Hi Bert, Maybe this link will clarify: https://physics.stackexchange.com/questions/37881/why-is-torque-not-measured... Boost Units explicitly keeps track of angular displacement for this (and similar reasons). The unit of torque really should not be energy (J or N.m) because a torque is a force applied tangentially, so, to compute the amount of energy required to exert a torque one needs to take the product of the force with the angular displacement. The nomenclature is a bit confusing because, as you note, newton_meter is not the same as newton*meter - the convention is that torque is measured in newton meters, but it is really newton meters per radian as encoded in the library. If that weren’t the case, you could equate torque with energy, which is the kind of mistake Boost Units is intended to help prevent. Matthias
On Aug 25, 2022, at 5:27 PM, Albert Dvornik via Boost
wrote: It looks like my previous message wasn't visible by non-HTML readers (including the list archive) because I didn't configure my so-called mailer correctly. Sorry for the duplication and the hassle.
bert
-------------------- Hi, all.
The definitions of boost::units::torque_dimension, boost::units::si::torque, boost::units::si::newton_meter and boost::units::si::newton_meters seem broken.
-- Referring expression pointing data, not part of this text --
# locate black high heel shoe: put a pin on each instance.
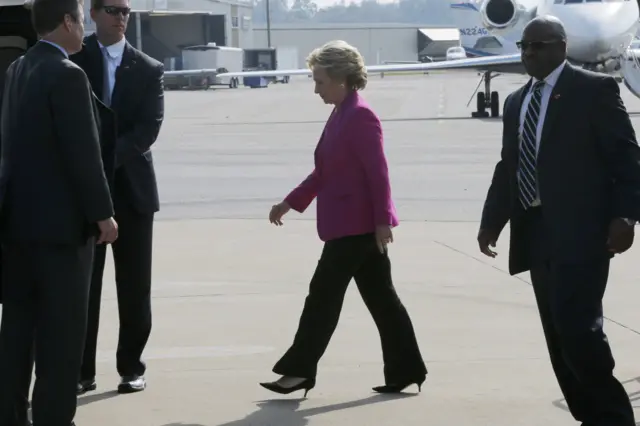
(307, 385)
(397, 387)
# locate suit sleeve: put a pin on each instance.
(497, 205)
(300, 198)
(147, 128)
(619, 147)
(79, 143)
(368, 145)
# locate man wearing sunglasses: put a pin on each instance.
(131, 84)
(569, 183)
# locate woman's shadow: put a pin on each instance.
(286, 412)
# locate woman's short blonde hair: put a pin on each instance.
(341, 61)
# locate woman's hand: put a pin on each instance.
(277, 211)
(384, 236)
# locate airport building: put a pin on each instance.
(378, 43)
(161, 28)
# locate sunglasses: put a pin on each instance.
(117, 10)
(536, 45)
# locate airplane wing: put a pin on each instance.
(498, 63)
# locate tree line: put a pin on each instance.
(427, 12)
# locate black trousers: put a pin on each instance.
(132, 255)
(343, 259)
(569, 299)
(45, 299)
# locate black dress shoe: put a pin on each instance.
(306, 384)
(132, 384)
(85, 386)
(398, 387)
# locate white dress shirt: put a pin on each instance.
(549, 83)
(112, 56)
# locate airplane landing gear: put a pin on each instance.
(486, 99)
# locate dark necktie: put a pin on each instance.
(106, 87)
(527, 164)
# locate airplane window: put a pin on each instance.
(487, 43)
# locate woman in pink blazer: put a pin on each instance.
(355, 215)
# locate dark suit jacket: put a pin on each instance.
(588, 169)
(53, 187)
(138, 104)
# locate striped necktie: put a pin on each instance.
(528, 152)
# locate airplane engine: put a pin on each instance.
(630, 71)
(499, 15)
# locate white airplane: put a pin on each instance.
(474, 37)
(599, 33)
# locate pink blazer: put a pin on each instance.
(350, 178)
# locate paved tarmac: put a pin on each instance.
(229, 288)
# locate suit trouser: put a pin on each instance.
(132, 255)
(343, 259)
(46, 291)
(569, 298)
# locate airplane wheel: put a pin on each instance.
(495, 104)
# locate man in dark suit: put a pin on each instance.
(131, 83)
(569, 182)
(54, 201)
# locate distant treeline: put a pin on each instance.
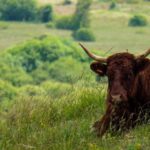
(23, 10)
(124, 1)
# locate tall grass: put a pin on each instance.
(64, 123)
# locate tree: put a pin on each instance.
(81, 15)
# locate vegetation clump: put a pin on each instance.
(18, 10)
(84, 34)
(46, 13)
(138, 20)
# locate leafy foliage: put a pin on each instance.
(138, 20)
(19, 10)
(81, 15)
(46, 13)
(41, 59)
(64, 22)
(84, 34)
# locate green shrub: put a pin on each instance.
(46, 13)
(67, 2)
(7, 91)
(50, 25)
(81, 15)
(64, 22)
(3, 25)
(113, 5)
(18, 10)
(138, 20)
(34, 61)
(83, 34)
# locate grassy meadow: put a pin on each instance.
(49, 98)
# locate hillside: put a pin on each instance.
(41, 109)
(49, 97)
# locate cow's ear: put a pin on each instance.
(99, 68)
(141, 63)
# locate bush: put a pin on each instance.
(83, 34)
(81, 15)
(67, 2)
(50, 25)
(64, 22)
(138, 20)
(46, 13)
(18, 10)
(112, 5)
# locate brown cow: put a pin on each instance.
(128, 98)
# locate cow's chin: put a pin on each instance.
(119, 102)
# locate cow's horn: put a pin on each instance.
(95, 57)
(145, 54)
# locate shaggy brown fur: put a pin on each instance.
(128, 98)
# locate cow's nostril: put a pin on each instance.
(116, 98)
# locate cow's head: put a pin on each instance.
(121, 70)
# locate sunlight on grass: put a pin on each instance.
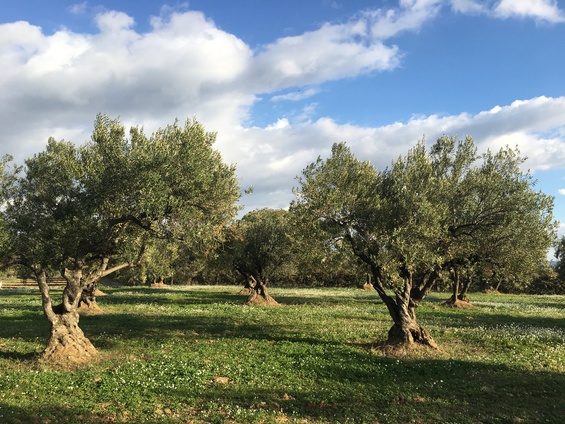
(196, 353)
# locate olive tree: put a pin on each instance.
(423, 216)
(261, 247)
(85, 212)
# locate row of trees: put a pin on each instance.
(165, 205)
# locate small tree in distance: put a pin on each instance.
(260, 247)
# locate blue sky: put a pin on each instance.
(281, 81)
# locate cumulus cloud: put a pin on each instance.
(542, 10)
(281, 154)
(184, 65)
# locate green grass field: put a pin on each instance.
(197, 354)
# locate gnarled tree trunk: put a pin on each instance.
(67, 343)
(406, 331)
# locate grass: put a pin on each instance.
(196, 354)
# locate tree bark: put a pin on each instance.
(67, 344)
(405, 332)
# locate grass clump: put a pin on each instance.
(197, 354)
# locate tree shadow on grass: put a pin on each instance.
(353, 386)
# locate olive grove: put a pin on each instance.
(84, 212)
(427, 215)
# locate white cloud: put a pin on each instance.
(53, 85)
(329, 53)
(78, 8)
(467, 6)
(297, 95)
(286, 149)
(410, 16)
(542, 10)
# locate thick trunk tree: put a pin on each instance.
(406, 331)
(67, 343)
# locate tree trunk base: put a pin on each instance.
(92, 309)
(407, 336)
(368, 287)
(261, 300)
(459, 304)
(67, 345)
(246, 291)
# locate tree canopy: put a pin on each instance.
(427, 213)
(86, 211)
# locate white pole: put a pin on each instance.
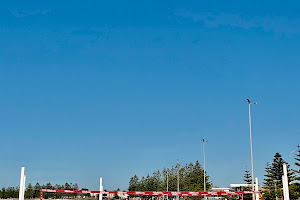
(285, 183)
(101, 189)
(22, 184)
(256, 189)
(204, 179)
(167, 184)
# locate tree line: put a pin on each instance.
(272, 185)
(34, 191)
(191, 178)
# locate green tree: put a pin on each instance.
(273, 175)
(133, 183)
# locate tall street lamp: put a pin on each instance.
(252, 175)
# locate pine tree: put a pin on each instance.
(297, 163)
(133, 183)
(247, 176)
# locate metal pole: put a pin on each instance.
(275, 190)
(177, 176)
(167, 184)
(252, 174)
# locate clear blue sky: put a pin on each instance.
(113, 89)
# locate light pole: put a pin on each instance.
(252, 176)
(178, 177)
(204, 178)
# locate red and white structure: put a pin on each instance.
(153, 193)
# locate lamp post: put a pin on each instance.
(178, 165)
(295, 151)
(275, 181)
(251, 154)
(204, 178)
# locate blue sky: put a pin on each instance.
(118, 88)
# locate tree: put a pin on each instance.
(133, 183)
(295, 186)
(274, 173)
(29, 192)
(297, 163)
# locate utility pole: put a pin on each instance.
(251, 154)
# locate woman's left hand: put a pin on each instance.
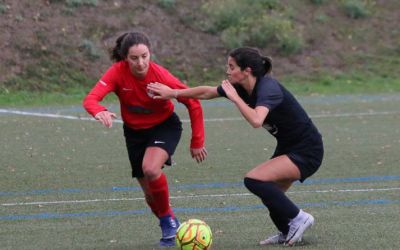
(200, 154)
(230, 91)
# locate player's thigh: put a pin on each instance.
(279, 169)
(153, 161)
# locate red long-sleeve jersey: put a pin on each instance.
(138, 109)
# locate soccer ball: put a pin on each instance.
(194, 234)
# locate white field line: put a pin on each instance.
(207, 196)
(70, 117)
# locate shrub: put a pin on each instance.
(269, 31)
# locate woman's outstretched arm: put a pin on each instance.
(162, 91)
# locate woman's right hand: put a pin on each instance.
(105, 117)
(161, 91)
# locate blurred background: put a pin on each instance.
(55, 50)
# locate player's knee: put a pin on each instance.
(151, 171)
(251, 184)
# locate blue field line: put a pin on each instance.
(191, 210)
(196, 186)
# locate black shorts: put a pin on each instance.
(165, 135)
(307, 155)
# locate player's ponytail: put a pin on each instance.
(247, 57)
(125, 42)
(116, 51)
(267, 64)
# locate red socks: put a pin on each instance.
(159, 191)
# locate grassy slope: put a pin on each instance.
(341, 56)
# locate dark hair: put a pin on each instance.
(249, 57)
(125, 41)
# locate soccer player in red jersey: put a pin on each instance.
(152, 129)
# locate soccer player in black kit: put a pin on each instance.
(264, 102)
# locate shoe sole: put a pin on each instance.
(299, 233)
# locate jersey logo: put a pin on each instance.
(139, 110)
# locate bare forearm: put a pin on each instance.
(200, 92)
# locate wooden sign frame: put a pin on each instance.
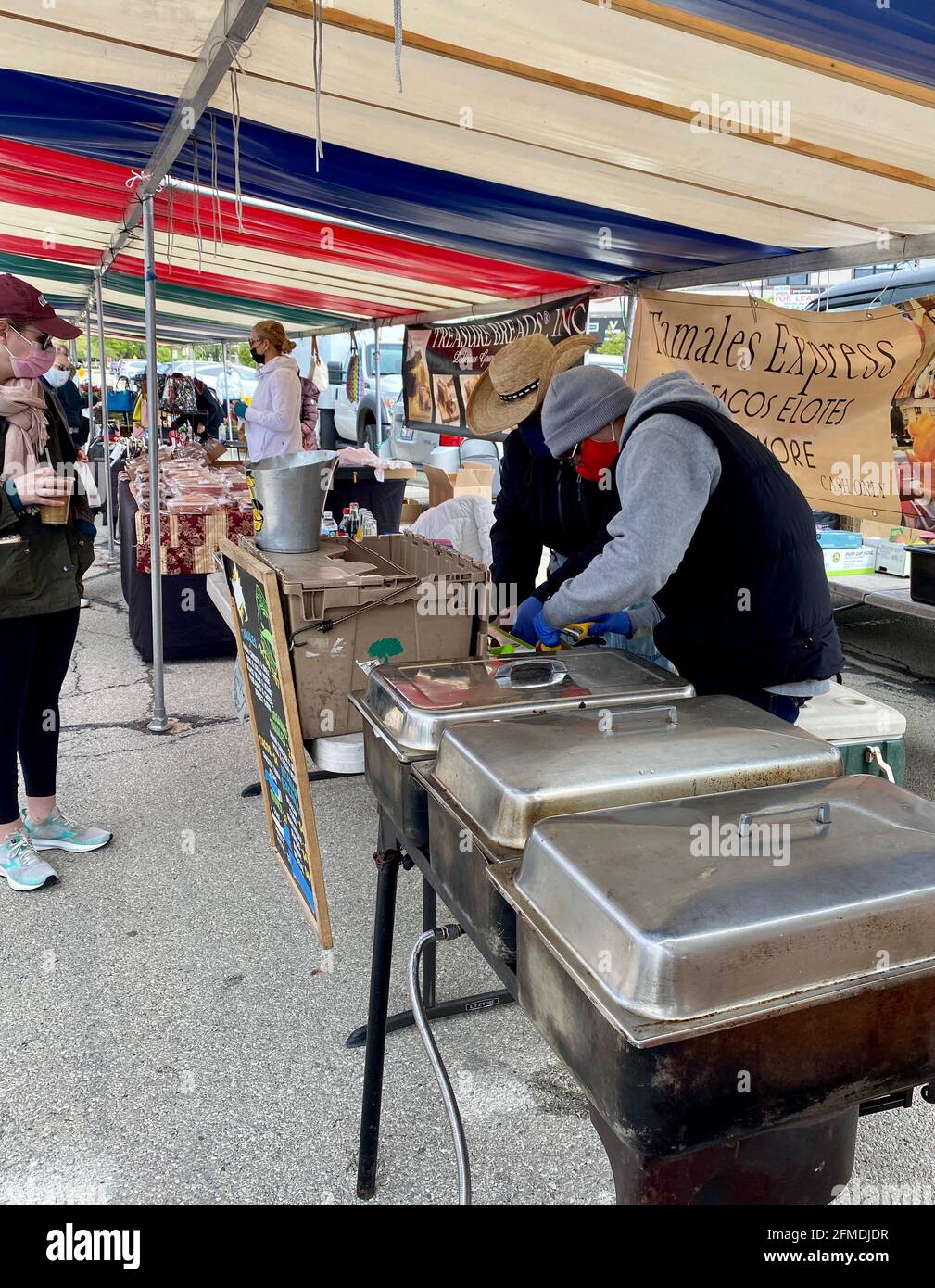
(318, 915)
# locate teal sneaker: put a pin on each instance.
(58, 834)
(22, 865)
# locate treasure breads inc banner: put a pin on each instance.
(815, 388)
(443, 363)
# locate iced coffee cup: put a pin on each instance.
(58, 512)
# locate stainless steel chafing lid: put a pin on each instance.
(413, 703)
(656, 908)
(505, 776)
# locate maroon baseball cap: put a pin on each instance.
(20, 300)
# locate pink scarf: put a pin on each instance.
(22, 403)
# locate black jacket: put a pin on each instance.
(545, 504)
(72, 405)
(749, 605)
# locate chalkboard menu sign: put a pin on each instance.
(263, 648)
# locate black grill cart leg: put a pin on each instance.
(388, 863)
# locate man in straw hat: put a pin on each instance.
(713, 528)
(542, 502)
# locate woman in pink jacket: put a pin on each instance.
(274, 412)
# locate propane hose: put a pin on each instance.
(464, 1172)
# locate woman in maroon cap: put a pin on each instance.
(46, 544)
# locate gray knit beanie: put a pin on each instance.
(580, 402)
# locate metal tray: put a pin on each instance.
(508, 775)
(415, 703)
(656, 925)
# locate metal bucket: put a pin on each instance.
(289, 500)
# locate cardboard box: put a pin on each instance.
(849, 563)
(410, 512)
(469, 481)
(398, 598)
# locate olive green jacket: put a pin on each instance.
(43, 565)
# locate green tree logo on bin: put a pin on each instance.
(385, 650)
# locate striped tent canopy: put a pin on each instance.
(523, 148)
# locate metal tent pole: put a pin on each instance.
(376, 386)
(158, 723)
(227, 392)
(88, 373)
(105, 419)
(628, 324)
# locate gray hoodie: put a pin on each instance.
(664, 478)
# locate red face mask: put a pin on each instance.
(597, 459)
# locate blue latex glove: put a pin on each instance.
(612, 624)
(544, 631)
(523, 624)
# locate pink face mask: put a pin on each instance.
(32, 365)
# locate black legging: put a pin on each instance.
(33, 661)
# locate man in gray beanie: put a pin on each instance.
(581, 403)
(711, 532)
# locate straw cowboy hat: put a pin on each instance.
(515, 383)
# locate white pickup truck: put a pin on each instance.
(341, 422)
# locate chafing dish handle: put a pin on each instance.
(551, 671)
(821, 812)
(607, 717)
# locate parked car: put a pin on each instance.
(238, 382)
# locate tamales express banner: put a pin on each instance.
(442, 363)
(815, 388)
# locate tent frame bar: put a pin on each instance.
(230, 32)
(898, 250)
(610, 290)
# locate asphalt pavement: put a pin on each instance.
(171, 1032)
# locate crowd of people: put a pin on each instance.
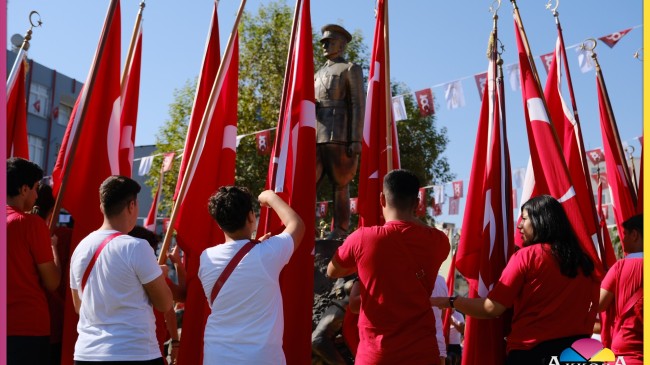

The most obvious symptom of this is that boost::units::si::newton_meter isn't the same thing as boost::units::si::newton * boost::units::si::meter (i.e. an actual N m), but is instead defined to be equivalent to *N m / rad* instead.
I'm attaching a source file that shows the problem. I've compiled it with Boost 1.80, g++ 10.2.1.
Am I confused in some way? If not, then I believe that the fix would be to modify boost/units/physical_dimensions/torque.hpp and remove the ", plane_angle_base_dimension,-1" in the current definition of torque_dimension.